Une révolution de palais

Il aura fallu attendre deux siècles après la Révolution française pour qu’en septembre 1989, le “peuple” soit autorisé à pénétrer dans le lieu du pouvoir suprême. Sous l’impulsion de Jack Lang, initiateur des Journées du patrimoine (devenues les Journées européennes du patrimoine), l’Élysée ouvre alors ses portes aux visiteurs. Le ministre de la Culture de l’époque avait, selon lui, dû user de toute son influence pour convaincre le président socialiste, François Mitterrand. Depuis, le palais présidentiel est l’un des bâtiments historiques et politiques les plus plébiscités lors de ce rendez-vous patrimonial.

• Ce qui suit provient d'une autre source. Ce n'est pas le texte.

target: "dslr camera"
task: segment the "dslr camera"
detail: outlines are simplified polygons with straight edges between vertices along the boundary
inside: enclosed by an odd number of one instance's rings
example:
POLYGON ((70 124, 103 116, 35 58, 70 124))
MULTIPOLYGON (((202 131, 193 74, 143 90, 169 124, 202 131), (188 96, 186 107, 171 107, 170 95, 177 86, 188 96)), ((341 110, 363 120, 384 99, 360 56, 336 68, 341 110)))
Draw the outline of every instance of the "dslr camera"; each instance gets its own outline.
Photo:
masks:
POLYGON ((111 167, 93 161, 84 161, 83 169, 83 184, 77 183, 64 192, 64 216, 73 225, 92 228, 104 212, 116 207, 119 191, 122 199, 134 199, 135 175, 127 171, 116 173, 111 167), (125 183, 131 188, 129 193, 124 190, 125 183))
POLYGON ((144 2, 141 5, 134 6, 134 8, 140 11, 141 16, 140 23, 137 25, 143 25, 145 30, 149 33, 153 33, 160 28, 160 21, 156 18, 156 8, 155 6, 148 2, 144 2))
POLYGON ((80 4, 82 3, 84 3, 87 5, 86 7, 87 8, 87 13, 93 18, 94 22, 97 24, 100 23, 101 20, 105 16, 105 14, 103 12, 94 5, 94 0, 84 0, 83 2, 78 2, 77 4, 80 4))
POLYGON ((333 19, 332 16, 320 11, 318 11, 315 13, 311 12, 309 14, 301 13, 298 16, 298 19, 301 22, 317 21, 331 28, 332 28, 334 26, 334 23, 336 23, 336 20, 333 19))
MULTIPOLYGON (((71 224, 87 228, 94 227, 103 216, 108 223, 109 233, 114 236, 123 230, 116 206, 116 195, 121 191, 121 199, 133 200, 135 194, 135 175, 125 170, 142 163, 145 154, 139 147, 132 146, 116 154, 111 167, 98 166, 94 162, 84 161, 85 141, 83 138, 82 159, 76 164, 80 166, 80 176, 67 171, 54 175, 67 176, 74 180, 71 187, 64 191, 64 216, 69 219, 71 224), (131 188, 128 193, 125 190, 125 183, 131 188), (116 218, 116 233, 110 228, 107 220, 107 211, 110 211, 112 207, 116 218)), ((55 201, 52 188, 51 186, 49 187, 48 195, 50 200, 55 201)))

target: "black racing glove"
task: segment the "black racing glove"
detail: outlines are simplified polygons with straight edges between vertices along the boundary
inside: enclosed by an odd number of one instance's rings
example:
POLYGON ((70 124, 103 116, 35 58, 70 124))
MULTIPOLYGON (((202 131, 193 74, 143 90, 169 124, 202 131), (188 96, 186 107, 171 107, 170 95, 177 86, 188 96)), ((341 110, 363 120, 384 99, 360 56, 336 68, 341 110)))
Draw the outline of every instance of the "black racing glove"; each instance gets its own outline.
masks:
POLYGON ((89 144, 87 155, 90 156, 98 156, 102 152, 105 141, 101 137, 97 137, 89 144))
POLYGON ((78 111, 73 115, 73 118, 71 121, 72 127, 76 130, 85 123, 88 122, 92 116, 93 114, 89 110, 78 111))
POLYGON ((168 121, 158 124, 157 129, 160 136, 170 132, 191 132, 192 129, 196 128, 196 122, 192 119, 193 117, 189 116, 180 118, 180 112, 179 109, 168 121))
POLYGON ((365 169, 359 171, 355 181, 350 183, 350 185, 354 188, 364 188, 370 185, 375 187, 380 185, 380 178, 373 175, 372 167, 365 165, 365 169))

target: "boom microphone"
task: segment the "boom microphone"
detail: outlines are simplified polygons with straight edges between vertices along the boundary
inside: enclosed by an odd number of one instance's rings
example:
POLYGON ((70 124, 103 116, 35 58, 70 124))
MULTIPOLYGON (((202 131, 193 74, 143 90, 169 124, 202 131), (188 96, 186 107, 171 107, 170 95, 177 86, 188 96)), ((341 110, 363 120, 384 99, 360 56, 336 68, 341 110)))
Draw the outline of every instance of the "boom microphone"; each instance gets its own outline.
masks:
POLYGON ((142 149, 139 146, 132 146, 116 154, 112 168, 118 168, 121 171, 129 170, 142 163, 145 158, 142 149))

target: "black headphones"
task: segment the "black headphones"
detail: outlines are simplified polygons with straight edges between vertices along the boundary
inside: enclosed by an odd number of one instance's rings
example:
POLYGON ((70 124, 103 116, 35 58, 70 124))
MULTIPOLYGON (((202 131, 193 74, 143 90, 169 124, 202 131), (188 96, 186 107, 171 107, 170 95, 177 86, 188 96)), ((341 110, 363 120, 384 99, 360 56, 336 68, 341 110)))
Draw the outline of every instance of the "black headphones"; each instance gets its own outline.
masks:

Une première invitation portes ouvertes avait, en réalité, été lancée le 14 juillet 1977 par Valéry Giscard d’Estaing. Dans une volonté d’améliorer sa proximité avec les Français, le chef de l’État s’était même improvisé guide d’un jour à travers les salons d’apparat. Le rendez-vous avait attiré des milliers de curieux. Jusqu’en 1981, VGE a ouvert à quelques anonymes la traditionnelle garden-party de la Fête nationale. Le rendez-vous est finalement supprimé en 2010 sous le quinquennat de Nicolas Sarkozy.